I won’t insult the fans of the novel by saying that they all want a real life Christian Grey, only that they enjoy the thought of him. I know many friends who enjoy these movies but are smart enough to know that Ana and Christian’s relationship isn’t one to emulate. But even as a fantasy, Fifty Shades Darker is a boring one. The little intrigue Sam Taylor-Johnson was able to imbue in the first film has disappeared. Director James Foley adds zero visual flair, and he never finds the right balance between the story’s numerous subplots, so it all plays by the books and not once are we concerned that any of these new nefarious characters would get in Ana and Christian’s way. The sex scenes play it safe; cinema has given us much more sensual scenes with clothes on than the ones in Fifty Shades Darker. And finally, did we need two (or was it three?) marriage proposal scenes?

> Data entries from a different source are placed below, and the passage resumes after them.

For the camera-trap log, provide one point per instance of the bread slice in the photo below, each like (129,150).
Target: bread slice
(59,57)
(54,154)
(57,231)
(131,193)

What is more funny than The Chronicles of Riddick poster in Christian’s bedroom is that Fifty Shades Darker is in no way darker tonally or literally than the first film. Using Christian’s traumatic childhood as a reason for his behavior today never lands on the audience (since we’re quickly whisked away into another pointless subplot). In a somewhat positive light, Jamie Dornan definitely feels more comfortable as Grey, offering a less stilted and lighter performance than the first time around – even if it doesn’t quite fit the character. If you’ve seen Dornan in The Fall, like me, you’d find it perplexing that he can’t channel the quiet, menacing charm that a character like Christian Grey would exude.
Dakota Johnson is the true highlight of this series. She clearly has inherited her mother’s screen presence, a distinctly feminine allure that reels the audience in no matter what. In fact, the movie borrows a scene from Melanie Griffith’s Working Girl, when Ana lands a promotion at work after her boss is fired for sexually harassing her. The fact that they took the scene in which Griffith’s character – after facing a deluge of sexism and classism – lands the job she deserves whereas Ana lands a promotion by accident at a company that her boyfriend owns is a tad insulting.
At the very end, after the credits, a quick sneak peek of Fifty Shades Freed is teased. It doesn’t look any different than the movie I had just watched, and it makes me mad and annoyed that women entertainment is diminishing more and more in Hollywood. The Fifty Shades and Twilight series don’t make great cases for women’s entertainment quality-wise, but they do prove that there is a very strong market out there, one desperate for breath-taking romance, fascinating leads, and an engaging cinematic experience. Come on, let’s get a good one in here for the girls.
Fifty Shades Darker is now playing in theaters.